Sadly, I cannot get the motivation to transform dp into dp2 in the official editorial. Here’s a more natural (and knowledge oriented) formulation.

Suppose that we want to compute

\[W_k = \left( \sum_{1 \leqslant i_0 < \ldots < i_{k - 1} < n} \prod_{j = 0}^{k - 1} (\textrm{count} [i_j] - j) \right) \]

, which can be understood as “the number of way to place \(k\) rooks on a Ferre Board \((\mathrm{count}[0], \dots, \mathrm{count}[n - 1])\)”.
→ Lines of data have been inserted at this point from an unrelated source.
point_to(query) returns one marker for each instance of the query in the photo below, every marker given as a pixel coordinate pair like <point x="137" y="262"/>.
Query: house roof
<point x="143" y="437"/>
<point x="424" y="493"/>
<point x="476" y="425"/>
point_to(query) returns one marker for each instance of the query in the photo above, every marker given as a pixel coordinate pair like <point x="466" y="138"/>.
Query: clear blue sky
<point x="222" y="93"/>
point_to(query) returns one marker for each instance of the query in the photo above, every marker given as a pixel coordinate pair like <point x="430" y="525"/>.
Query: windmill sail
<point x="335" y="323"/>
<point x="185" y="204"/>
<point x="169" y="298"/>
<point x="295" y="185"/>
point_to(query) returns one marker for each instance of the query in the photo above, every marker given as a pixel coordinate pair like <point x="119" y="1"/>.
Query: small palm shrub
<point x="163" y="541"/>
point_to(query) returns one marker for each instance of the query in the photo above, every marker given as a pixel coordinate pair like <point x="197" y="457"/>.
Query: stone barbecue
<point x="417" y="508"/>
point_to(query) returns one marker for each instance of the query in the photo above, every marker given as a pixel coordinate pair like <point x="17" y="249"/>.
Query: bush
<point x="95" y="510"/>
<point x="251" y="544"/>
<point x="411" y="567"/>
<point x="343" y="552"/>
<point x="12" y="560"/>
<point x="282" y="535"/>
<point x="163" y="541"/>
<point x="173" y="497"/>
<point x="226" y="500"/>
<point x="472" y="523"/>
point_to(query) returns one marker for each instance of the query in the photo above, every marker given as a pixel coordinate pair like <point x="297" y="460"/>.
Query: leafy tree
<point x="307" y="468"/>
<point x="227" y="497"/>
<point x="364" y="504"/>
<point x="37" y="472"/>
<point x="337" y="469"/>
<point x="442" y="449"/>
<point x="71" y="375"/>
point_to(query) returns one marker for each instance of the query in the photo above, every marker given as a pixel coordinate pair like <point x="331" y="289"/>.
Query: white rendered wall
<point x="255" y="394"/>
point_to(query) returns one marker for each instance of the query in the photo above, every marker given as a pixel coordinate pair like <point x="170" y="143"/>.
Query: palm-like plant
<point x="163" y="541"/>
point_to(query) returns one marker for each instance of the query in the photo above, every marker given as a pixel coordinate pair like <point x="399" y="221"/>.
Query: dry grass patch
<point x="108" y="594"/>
Using Rook Factorization Theorem, we have

\[ \sum_{k = 0}^n W_{n - k} z^{\underline{k}} = \prod_{i = 0}^{n - 1} (z + \textrm{count} [i] - i) \]

and the r.h.s. can be multiplied out in \(O(n \log^2 n)\) time. What left is to convert a polynomial to the left hand size.

We should have

\[ \begin{aligned} & \left[ z^{\underline{j}} \right] \sum_{i = 0}^n a_i z^i\\ = & \sum_{i = 0}^n S(i, j) a_i\\ = & \sum_{i = 0}^n \frac{\sum_{k = 0}^j (- 1)^{j - k} \binom{j}{k} k^i}{j!} a_i\\ = & \sum_{i = 0}^n \left( \sum_{k = 0}^j \frac{(- 1)^{j - k} k^i}{k! (j - k) !} \right) a_i .\\ = & \sum_{i = 0}^n \left( [t^j] \left( \sum_{k = 0}^n \frac{k^i}{k!} t^k \right) \left( \sum_{k = 0}^n \frac{(- 1)^k}{k!} t^k \right) \right) a_i\\ = & [t^j] \left( \sum_{k = 0}^n \frac{A (k)}{k!} t^k \right) \left( \sum_{k = 0}^n \frac{(- 1)^k}{k!} t^k \right)\\ = & [t^j] \left( \sum_{k = 0}^n \frac{A (k)}{k!} t^k \right) e^{- t} \end{aligned} \]

where\(A (k) = \sum_{i = 0}^n a_i k^i\) can be computed with multi-eval.